Drug Repurposing: A Novel Approach
Archyde: Your team recently made a groundbreaking discovery. Can you tell us about the approach you took to find a potential treatment for this condition?
Dr. Learner: Yes, we took a drug repurposing approach. Rather of developing new drugs, we looked for existing, FDA-approved medications that could be effective against specific mutations. This allows us to fast-track treatments to patients in need. After some extensive research, we found that osteoporosis drugs showed promising results.
A Structural Solution
Archyde: How did you identify risedronate, the osteoporosis drug that seems to correct the protein shape in DCM?
dr. Learner: We used cutting-edge 3D modeling techniques to compare the mutated protein with its healthy counterpart.By assessing the differences, we could identify the precise structural changes that disrupt heart function. Then, we used supercomputers and artificial intelligence to screen 2,000 FDA-approved drugs to find the best fit. Remarkably, several osteoporosis drugs, including risedronate, showed potential in correcting the protein’s shape.
Promising Results and Future Directions
archyde: What’s next for this exciting research? How do you envision this approach being extended to other rare mutations?
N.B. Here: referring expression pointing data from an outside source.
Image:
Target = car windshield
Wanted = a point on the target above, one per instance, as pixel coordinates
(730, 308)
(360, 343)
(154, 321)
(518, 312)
Dr.Learner: We’re currently collaborating with the National Cardiovascular Research Center in Spain to evaluate risedronate’s efficacy in treating families with the K210del mutation.Simultaneously, we’re preparing for a clinical trial at the Sarver Heart Center. Moreover, we’re exploring other FDA-approved drugs and even a vast library of untested molecules to find more structure-correcting therapies. Ultimately, our goal is to develop a program that matches either FDA-approved drugs or new molecules to patients with rare cardiovascular disorders.
Archyde: In closing, what message would you like patients and families affected by these rare mutations to take away from your groundbreaking work?
Dr. Learner: Despite the rarity of these mutations, we are committed to finding targeted treatments. Our discovery is just the beginning, and we’re hopeful that our approach can lead to more personalized therapies for all affected by rare heart diseases.